I felt a little empty, a little light.

Happy. Not giddy or overjoyed, but that low, steady level of happiness that, in the best periods of life, rides underneath everything else, a buffer between you and the world you are walking over.

I was happy to be here, doing nothing with Gus, and even if it was temporary, it was enough for me to believe that someday I’d be okay again. Maybe not the exact same brand of it I’d been before Dad died—probably not—but a new kind, nearly as solid and safe.

I could feel the pain too, the low-grade ache I’d be left with if and when this thing between Gus and me imploded.

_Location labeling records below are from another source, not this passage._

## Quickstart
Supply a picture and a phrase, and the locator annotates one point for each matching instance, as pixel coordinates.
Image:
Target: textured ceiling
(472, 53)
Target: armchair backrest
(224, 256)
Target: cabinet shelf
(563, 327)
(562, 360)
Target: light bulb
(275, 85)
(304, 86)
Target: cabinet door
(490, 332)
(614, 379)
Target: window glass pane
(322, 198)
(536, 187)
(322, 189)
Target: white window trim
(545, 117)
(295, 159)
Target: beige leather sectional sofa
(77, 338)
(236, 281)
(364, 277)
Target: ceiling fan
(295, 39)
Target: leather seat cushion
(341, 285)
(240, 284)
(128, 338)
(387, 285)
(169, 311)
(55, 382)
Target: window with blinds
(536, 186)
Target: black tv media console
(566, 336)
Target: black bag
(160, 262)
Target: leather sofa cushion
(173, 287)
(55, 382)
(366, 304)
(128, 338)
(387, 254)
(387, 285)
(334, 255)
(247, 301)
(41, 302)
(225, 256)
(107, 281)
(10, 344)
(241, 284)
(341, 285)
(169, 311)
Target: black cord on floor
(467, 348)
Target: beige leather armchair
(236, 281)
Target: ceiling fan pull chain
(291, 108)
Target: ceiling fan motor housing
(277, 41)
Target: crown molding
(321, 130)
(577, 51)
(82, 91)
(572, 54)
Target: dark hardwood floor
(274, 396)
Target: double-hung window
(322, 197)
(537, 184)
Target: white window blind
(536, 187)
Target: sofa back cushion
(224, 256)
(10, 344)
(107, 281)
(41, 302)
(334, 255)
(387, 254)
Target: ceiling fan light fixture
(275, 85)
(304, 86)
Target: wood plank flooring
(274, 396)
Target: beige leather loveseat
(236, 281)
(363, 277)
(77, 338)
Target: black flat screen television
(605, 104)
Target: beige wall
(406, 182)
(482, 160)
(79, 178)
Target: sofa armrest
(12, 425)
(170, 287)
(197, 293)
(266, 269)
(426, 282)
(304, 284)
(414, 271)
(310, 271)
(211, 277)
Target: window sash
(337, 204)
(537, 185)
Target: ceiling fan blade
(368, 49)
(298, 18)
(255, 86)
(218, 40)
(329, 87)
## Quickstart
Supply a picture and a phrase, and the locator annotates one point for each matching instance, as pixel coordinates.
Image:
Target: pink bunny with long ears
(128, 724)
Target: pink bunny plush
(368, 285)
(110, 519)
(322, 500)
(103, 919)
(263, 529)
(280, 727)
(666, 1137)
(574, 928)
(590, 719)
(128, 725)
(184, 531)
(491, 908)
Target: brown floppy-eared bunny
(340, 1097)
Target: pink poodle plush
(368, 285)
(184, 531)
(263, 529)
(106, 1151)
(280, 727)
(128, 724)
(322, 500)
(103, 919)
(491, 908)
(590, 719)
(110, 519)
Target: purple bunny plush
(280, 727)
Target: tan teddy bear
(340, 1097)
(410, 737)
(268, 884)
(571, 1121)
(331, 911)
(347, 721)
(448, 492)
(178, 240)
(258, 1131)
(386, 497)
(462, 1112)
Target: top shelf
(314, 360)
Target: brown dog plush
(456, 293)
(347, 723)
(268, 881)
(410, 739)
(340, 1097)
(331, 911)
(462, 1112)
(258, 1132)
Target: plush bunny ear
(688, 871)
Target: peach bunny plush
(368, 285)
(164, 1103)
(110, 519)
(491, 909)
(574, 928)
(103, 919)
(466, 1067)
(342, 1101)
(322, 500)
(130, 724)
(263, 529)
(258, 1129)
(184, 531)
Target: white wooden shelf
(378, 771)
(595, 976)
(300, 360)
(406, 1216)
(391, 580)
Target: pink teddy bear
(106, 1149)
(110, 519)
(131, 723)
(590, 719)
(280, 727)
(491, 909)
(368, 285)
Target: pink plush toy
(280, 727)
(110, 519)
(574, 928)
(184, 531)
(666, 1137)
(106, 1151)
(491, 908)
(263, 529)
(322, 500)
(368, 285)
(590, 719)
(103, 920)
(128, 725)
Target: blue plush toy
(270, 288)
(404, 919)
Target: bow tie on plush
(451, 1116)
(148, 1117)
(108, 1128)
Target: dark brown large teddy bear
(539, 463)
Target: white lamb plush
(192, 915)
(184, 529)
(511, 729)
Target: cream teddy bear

I could perfectly imagine every sensation, in the pit of my stomach and the palms of my hands, the sharp pulses of loss that would remind me of how good it felt to stand here with him like this, but for once, I didn’t think letting go was the answer.

I wanted to hold on to him, and this moment, for a while.

As if in agreement, Gus squeezed my hands in his. “I do, you know,” he said. It was almost a whisper, a tender, rugged thing like Gus himself. “Care about you.”

“I do,” I told him. “Know that, I mean.”

The tangerine light glinted over his teeth when he smiled, deepening the shadows in his rarely seen dimples, and we stayed there, letting nothing happen all around us.